J’ai été aussi choquée d’entendre le recteur de l’Université prendre publiquement position contre un membre de son personnel. D’autant plus que « l’enquête » n’était pas complétée. Pourquoi faire une enquête si le recteur a déjà tranché que les étudiants avaient raison? Allons-nous vraiment suspendre toute personne enseignante et faire des procès publics à chaque fois qu’il y a une plainte étudiante sur l’utilisation d’un terme ou d’une notion ? Comment l’enseignante devait-elle savoir que la liberté académique dont elle dispose pour faire son travail ne tient pas pour ce mot auprès des étudiants et auprès de la direction de l’Université ?

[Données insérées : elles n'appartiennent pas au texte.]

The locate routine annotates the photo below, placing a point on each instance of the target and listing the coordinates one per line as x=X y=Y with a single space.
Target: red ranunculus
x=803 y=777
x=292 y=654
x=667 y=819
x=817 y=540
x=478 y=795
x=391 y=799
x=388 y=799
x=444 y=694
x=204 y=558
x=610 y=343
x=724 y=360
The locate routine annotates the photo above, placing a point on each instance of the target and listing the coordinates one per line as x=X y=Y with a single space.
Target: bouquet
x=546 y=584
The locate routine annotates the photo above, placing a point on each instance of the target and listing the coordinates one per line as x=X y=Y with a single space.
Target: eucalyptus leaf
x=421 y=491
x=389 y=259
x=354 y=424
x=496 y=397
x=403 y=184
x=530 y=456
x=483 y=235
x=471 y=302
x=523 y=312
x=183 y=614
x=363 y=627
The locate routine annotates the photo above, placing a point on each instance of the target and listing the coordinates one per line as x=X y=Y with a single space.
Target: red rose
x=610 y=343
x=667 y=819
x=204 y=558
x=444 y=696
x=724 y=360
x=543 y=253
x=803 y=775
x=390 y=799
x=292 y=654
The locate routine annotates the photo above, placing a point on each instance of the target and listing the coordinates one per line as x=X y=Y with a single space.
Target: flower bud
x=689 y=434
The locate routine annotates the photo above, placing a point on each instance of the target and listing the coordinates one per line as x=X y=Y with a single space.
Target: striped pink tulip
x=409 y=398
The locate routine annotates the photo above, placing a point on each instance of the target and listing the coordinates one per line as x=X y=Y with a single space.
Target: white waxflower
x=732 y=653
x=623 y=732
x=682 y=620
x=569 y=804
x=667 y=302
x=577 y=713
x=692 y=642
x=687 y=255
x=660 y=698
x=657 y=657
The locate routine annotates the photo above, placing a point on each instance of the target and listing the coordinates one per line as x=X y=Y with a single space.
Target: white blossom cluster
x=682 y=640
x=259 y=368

C’est pour ces raisons que le terme « violence institutionnelle » n’est pas trop fort pour décrire la manière dont l’Université d’Ottawa s’est comportée dans cette affaire. Cette violence se manifeste à la fois par les actions engagées vis-à-vis de la personne (la suspension, la mise au pilori publique) et par son inaction pour empêcher le dérapage public et la protéger du harcèlement dont elle a été victime.
Malgré une timide tentative pour tenter de calmer le jeu, des professeurs de l’Université d’Ottawa ont continué de dénoncer le climat d’intimidation vécu à l’interne. L’intimidation systémique, c’est aussi de la violence institutionnelle.